Researchers have demonstrated a method to detect the vibrations of a mobile phone’s earpiece and decipher what the person on the other side of the call was saying with up to 83 percent accuracy. The team at Pennsylvania State University used an off-the-shelf automotive radar sensor and a novel processing approach to reveal this significant security concern.
“As technology becomes more reliable and robust over time, the misuse of such sensing technologies by adversaries becomes probable,” said Suryoday Basak, a doctoral candidate at Penn State.
“Our demonstration of this kind of exploitation contributes to the pool of scientific literature that broadly says, ‘Hey! Automotive radars can be used to eavesdrop audio. We need to do something about this,” Basak said.
The radar operates in the millimetre-wave (mmWave) spectrum, specifically in the bands of 60 to 64GHz and 77 to 81GHz, which inspired the researchers to name their approach “mmSpy.” This is a subset of the radio spectrum used for 5G, the fifth-generation standard for communication systems across the globe.
In the mmSpy demonstration, described in the 2022 IEEE Symposium on Security and Privacy (SP), the researchers simulated people speaking through the earpiece of a smartphone.
The phone’s earpiece vibrates from the speech, and that vibration permeates across the body of the phone.
“We use the radar to sense this vibration and reconstruct what was said by the person on the other side of the line,” said Basak.
The researchers, including Mahanth Gowda, an assistant professor at Penn State, noted that their approach works even when the audio is completely inaudible to both humans and microphones nearby.
“This isn’t the first time similar vulnerabilities or attack modalities have been found, but this particular aspect — detecting and reconstructing speech from the other side of a smartphone line — was not yet explored,” Basak said.
The radar sensor data is pre-processed via MATLAB and Python modules, which are computing platform-language interfaces used to remove hardware-related and artefact noise from the data.
The researchers then feed that to machine learning modules trained to classify speech and reconstruct audio.

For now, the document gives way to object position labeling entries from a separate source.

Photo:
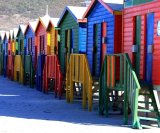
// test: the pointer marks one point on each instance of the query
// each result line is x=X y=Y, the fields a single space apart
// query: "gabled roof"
x=22 y=27
x=76 y=12
x=32 y=25
x=54 y=21
x=6 y=35
x=11 y=34
x=2 y=33
x=15 y=32
x=112 y=7
x=44 y=20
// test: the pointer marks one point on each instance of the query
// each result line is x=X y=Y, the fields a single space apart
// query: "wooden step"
x=148 y=119
x=146 y=126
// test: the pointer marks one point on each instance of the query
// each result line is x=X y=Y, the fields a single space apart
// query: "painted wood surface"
x=129 y=31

When the radar senses vibrations from a foot away, the processed speech is 83 percent accuracy. That drops the farther the radar moves from the phone, down to 43 percent accuracy at six feet, they said.
Once the speech is reconstructed, the researchers can then filter, enhance or classify keywords as needed, Basak said.
The team is continuing to refine their approach to better understand not only how to protect against this security vulnerability, but also how to exploit it for good.
“The methodology that we developed can also be used for sensing vibrations in industrial machinery, smart home systems and building-monitoring systems,” Basak said.
According to the researchers, there are similar home maintenance or even health monitoring systems that could benefit from such sensitive tracking.
“Imagine a radar that could track a user and call for help if some health parameter changes in a dangerous way,” Basak said.
“With the right set of target actions, radars in smart homes and industry can enable a faster turnaround when problems and issues are detected,” he added.